A Republican legislator in Arizona has pulled a bill that would have limited access to medical cannabis after facing hundreds of complaints from Arizona residents.
Rep. Jay Lawrence, of Scottsdale, had introduced a bill to remove physicians who practice alternative medicine — including naturopathy and homeopath — from the list of qualified doctors who are allowed to recommend cannabis for medical use by their patients. Only doctors of medicine and osteopathy would have been allowed to recommend cannabis.
Speaking with the the Arizona Republic, Lawrence explained his original reasoning for the bill:
“I find marijuana is a threat and its use by young people is a threat — they are threats because they are stoned. They are threats because they are driving, they are threats because at their business … they might handle machinery and be stoned… I didn’t know what medical marijuana would do to society.”
According to an Arizona Department of Health report, more than 87 percent of medical cannabis referrals in Arizona come from alternative medicine practitioners.
The measure would also have forced patients to renew their recommendation every six months, rather than every year.
Rep. Lawrence withdrew the bill after he received hundreds of complaints by email and phone from voters and patients.
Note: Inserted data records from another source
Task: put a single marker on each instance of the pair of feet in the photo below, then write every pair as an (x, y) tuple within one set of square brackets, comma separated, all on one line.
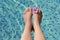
[(28, 18)]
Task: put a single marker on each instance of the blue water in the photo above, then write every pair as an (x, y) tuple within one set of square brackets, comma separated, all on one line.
[(12, 22)]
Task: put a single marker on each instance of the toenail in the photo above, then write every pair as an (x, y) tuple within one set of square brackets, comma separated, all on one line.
[(35, 9)]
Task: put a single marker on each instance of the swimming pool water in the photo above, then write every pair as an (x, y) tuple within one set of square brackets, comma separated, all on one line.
[(12, 22)]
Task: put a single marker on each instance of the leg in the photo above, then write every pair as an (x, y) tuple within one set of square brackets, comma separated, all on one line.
[(28, 25), (37, 20)]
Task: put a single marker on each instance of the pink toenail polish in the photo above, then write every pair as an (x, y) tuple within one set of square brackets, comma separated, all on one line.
[(35, 9)]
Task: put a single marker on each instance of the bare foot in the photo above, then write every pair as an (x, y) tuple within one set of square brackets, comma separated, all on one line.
[(37, 17), (28, 18)]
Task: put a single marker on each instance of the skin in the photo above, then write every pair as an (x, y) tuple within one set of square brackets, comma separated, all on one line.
[(38, 34)]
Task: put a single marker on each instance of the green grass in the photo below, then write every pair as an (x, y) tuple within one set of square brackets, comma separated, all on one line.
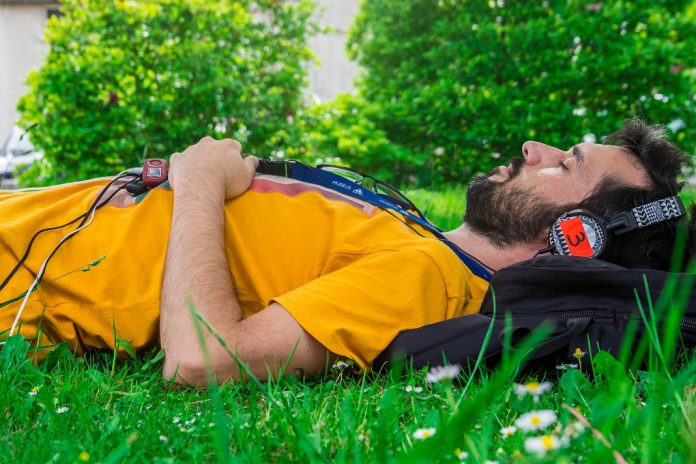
[(90, 410)]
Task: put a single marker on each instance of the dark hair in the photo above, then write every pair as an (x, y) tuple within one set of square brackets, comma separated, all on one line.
[(651, 247)]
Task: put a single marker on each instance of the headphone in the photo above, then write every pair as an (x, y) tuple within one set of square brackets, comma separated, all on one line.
[(582, 233)]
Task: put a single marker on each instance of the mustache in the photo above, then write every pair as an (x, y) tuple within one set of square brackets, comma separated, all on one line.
[(515, 166)]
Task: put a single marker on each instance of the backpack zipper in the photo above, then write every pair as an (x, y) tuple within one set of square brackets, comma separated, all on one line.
[(625, 315)]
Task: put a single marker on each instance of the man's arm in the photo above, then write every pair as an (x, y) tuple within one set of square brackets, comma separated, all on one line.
[(203, 177)]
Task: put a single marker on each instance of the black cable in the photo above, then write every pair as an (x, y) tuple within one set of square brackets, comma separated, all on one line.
[(93, 206)]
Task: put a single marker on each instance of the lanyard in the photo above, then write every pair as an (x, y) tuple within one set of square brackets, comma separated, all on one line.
[(304, 173)]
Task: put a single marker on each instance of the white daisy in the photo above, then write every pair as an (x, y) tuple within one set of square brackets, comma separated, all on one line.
[(439, 373), (509, 431), (536, 420), (535, 389), (541, 444), (563, 367), (422, 434)]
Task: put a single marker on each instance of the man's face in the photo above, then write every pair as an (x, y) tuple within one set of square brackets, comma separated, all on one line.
[(518, 202)]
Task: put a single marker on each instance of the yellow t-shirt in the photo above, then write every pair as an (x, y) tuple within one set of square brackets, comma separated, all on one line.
[(352, 275)]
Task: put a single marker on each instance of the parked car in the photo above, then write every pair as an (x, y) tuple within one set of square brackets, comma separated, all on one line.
[(16, 155)]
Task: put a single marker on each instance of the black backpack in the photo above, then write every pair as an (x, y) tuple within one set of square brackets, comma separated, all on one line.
[(588, 301)]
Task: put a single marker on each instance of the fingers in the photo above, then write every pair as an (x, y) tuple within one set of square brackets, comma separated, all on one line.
[(251, 163)]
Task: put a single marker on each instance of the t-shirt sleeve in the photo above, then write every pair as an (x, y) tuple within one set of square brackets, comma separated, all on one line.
[(358, 310)]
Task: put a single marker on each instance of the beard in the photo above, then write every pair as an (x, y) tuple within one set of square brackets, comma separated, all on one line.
[(506, 214)]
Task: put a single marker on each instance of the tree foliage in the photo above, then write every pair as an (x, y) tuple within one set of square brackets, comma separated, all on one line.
[(126, 79), (470, 80)]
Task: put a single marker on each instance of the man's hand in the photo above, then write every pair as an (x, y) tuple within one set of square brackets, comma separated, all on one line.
[(196, 267), (212, 167)]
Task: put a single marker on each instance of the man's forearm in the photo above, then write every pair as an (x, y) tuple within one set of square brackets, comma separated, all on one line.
[(196, 267)]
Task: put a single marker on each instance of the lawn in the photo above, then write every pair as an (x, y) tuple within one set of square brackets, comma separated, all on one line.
[(97, 409)]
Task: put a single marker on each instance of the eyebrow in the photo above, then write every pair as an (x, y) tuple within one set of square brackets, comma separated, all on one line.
[(579, 155)]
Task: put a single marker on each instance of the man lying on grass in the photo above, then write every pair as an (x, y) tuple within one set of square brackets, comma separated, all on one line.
[(292, 274)]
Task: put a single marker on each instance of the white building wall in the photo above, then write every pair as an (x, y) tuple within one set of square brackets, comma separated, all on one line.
[(336, 72), (22, 48)]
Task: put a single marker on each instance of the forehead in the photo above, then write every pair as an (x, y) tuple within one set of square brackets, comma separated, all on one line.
[(609, 160)]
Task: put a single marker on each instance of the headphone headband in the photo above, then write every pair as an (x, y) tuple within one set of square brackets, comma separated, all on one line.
[(581, 233)]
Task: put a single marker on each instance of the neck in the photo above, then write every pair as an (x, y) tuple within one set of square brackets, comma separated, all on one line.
[(489, 254)]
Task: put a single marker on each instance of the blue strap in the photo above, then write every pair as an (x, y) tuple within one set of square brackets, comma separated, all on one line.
[(304, 173)]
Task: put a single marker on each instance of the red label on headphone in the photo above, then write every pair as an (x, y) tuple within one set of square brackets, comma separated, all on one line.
[(575, 237)]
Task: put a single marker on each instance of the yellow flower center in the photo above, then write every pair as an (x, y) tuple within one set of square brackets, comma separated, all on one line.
[(547, 442)]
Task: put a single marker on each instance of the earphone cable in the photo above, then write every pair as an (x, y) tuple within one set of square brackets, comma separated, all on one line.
[(84, 216)]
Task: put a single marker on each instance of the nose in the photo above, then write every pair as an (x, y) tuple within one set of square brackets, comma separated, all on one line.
[(538, 153)]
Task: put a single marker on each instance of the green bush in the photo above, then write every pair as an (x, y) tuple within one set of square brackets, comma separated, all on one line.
[(342, 131), (125, 80), (471, 80)]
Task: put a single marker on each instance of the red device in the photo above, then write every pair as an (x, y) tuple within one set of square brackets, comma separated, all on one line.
[(155, 171)]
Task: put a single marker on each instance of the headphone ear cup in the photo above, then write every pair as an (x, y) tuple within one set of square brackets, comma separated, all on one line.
[(578, 233)]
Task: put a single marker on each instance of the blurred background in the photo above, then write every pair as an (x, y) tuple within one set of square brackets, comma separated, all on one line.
[(421, 93)]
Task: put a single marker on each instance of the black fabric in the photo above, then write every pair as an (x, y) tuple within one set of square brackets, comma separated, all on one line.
[(589, 303)]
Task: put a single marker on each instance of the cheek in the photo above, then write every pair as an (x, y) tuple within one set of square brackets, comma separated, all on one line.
[(561, 191)]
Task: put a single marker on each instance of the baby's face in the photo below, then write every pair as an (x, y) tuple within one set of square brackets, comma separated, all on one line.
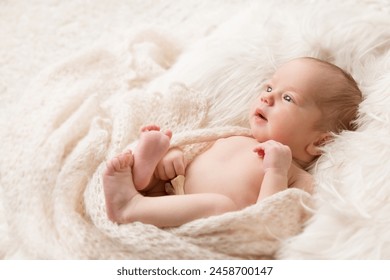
[(286, 110)]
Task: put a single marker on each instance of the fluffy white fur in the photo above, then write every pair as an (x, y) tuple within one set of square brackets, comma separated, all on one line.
[(224, 68)]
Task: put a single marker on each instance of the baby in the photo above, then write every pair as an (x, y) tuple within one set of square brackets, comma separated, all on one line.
[(305, 102)]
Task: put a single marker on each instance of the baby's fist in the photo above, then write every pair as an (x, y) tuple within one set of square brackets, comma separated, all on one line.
[(276, 156)]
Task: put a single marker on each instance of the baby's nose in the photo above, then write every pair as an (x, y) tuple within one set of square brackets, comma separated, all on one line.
[(267, 99)]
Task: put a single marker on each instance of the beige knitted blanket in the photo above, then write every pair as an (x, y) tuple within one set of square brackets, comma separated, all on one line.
[(85, 111), (89, 107)]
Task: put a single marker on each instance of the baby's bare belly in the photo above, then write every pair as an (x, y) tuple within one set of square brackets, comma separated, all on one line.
[(229, 167)]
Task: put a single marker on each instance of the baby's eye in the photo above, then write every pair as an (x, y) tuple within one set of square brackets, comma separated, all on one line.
[(288, 98)]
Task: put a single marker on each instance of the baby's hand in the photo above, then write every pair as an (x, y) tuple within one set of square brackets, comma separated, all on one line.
[(276, 156), (171, 165)]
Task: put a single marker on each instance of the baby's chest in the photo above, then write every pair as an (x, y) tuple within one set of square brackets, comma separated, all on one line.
[(228, 167)]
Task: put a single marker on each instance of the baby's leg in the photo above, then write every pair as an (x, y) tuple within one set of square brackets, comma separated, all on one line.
[(125, 204), (153, 145), (118, 185)]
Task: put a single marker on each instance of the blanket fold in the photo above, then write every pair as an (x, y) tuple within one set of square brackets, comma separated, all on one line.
[(85, 112)]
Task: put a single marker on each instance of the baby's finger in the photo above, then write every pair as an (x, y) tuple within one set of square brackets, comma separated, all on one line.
[(179, 166), (169, 171), (260, 151)]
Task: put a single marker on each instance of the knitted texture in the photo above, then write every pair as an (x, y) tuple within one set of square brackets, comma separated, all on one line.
[(88, 108), (84, 112)]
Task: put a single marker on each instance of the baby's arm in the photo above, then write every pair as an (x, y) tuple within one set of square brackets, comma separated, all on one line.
[(171, 165), (277, 160)]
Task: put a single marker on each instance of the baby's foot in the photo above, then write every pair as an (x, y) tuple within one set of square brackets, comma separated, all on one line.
[(153, 145), (118, 186)]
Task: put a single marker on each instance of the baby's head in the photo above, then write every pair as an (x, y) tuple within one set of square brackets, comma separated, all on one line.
[(337, 96), (303, 104)]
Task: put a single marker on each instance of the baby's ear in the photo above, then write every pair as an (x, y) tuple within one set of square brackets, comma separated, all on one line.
[(314, 148)]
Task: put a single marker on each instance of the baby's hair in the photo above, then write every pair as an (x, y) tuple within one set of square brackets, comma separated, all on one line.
[(338, 98)]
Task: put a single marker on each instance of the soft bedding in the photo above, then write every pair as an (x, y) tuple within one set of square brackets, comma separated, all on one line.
[(83, 110)]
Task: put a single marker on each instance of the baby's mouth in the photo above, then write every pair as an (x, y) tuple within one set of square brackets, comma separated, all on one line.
[(260, 115)]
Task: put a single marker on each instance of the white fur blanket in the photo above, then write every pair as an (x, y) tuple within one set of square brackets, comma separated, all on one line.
[(86, 109)]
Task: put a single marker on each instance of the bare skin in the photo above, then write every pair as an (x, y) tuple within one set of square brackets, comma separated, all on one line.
[(152, 147), (234, 172)]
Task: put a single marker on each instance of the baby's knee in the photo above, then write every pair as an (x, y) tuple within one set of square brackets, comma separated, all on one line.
[(223, 204)]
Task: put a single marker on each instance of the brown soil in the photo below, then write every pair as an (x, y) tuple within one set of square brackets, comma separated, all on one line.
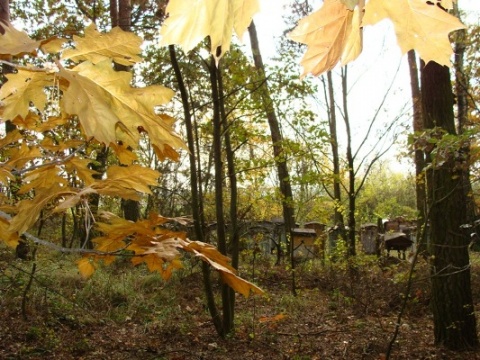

He issued an apology to Arizonans, stating that he had not done enough research on the matter before introducing the legislation.
“We received so many calls,” Lawrence told the Phoenix New Times. “I had heard anecdotally that [the cards] are handed out wildly. I learned from the callers that there is a lot more care taken by naturopaths than I had originally been told.” Lawrence also said that he has no plans to introduce a similar bill in the future.
“I became more sympathetic when I learned it’s not just a gimme,” he said. Patients “are not getting a pass. [Naturopaths and homeopaths] are legitimately getting medical records.”
In December 2015, nearly 88,000 Arizonans had medical marijuana cards.